Desde esta manhã, após a missa, ouvimos as sirenes. Mesmo assim fomos para o deserto.
Há alguns dias que as comunidades beduínas sofreram incursões de colonos. Não podíamos ficar longe. Queríamos estar presentes. Levar tecidos, fechos, linhas: pequenos sinais concretos para costurar bolsas, para aprender, para não desistir.
Não se trata apenas de «promoção da mulher». É o pão de cada dia. É o sustento de uma economia familiar ferida, onde muitas vezes são as mulheres as únicas que podem contribuir para o lar.
Aprender, em tempos de conflito, é muito mais do que adquirir uma técnica: é manter a mente viva, acender a criatividade quando tudo parece apagar-se. É sobrevivência. É resiliência que se tece ponto a ponto.
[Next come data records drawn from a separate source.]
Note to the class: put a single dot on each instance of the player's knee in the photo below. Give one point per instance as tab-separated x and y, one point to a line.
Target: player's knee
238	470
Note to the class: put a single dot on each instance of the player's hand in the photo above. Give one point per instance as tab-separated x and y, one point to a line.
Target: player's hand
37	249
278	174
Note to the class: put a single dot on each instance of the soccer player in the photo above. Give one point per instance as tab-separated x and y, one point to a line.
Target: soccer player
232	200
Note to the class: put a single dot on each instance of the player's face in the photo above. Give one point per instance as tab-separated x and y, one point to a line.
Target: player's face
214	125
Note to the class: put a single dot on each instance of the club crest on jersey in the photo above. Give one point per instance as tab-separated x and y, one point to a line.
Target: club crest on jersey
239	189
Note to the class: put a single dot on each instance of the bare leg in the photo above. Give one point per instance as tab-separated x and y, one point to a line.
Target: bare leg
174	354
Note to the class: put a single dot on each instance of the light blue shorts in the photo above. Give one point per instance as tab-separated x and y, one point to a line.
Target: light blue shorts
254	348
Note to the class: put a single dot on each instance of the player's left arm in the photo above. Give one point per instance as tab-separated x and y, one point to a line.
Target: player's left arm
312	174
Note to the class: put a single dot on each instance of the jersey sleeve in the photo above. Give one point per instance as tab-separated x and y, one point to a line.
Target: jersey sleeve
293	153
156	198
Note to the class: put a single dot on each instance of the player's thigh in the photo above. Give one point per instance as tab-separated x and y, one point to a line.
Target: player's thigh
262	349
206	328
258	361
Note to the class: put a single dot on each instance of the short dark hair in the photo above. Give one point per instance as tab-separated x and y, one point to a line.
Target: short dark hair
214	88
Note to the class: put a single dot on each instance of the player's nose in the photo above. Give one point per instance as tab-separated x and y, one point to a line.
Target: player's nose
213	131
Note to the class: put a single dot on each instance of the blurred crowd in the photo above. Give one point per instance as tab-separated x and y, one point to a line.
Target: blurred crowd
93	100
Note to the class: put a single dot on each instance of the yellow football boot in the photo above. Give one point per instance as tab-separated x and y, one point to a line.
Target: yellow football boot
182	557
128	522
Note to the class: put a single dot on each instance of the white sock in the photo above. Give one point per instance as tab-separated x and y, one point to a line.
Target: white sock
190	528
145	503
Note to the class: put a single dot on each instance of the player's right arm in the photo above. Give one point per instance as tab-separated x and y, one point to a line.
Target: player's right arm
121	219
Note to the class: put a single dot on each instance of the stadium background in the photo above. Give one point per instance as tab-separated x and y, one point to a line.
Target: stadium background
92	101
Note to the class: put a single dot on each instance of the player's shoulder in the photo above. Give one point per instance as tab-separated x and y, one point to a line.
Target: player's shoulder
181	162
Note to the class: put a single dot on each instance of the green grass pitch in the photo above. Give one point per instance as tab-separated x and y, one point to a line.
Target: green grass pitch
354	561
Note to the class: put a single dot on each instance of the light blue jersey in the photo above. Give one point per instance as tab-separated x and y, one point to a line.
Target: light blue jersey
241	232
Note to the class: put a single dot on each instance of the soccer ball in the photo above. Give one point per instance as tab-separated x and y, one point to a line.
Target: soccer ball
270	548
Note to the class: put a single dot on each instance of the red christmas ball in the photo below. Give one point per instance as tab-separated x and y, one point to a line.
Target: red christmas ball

Quase trinta mulheres esperavam-nos, rodeadas por tantas crianças.
Sob um espaço comunitário feito com cobertores grossos e gastos, que protegem um pouco do calor e do frio, partilhámos palavras e silêncios. Elas contaram-nos o que aconteceu nos dias anteriores, quando os primeiros estrondos de mísseis romperam o silêncio do deserto.
De repente, novos silvos. Mais mísseis.
As crianças correm para ver. Para elas, não há diferença: dentro ou fora é a mesma coisa. Não há abrigos. Não há refúgios. Vulneráveis a cem por cento.
Ficámos com elas, partilhando a mesma exposição, a mesma incerteza suspensa no ar.
A caminho de outra aldeia, mais explosões, mais próximas. As sirenes dos colonatos continuavam a gritar. As beduínas, quase impassíveis, como quem aprendeu a conviver com o inimaginável.
«Vais esconder-te debaixo da cama?», brincamos com Aisha, que adora dormir.
Rimos, sabendo que a sua «cama» é um colchão fino e que a sua casa de zinco não oferece qualquer proteção.
No regresso, a estrada para Jerusalém e para os colonatos estava quase vazia.
No bairro de Al-Azareya, por outro lado, a vida seguia o curso normal.
Ficar em casa não muda nada. Nas aldeias e cidades palestinianas não há abrigos. Continua-se. Trabalha-se. Vive-se.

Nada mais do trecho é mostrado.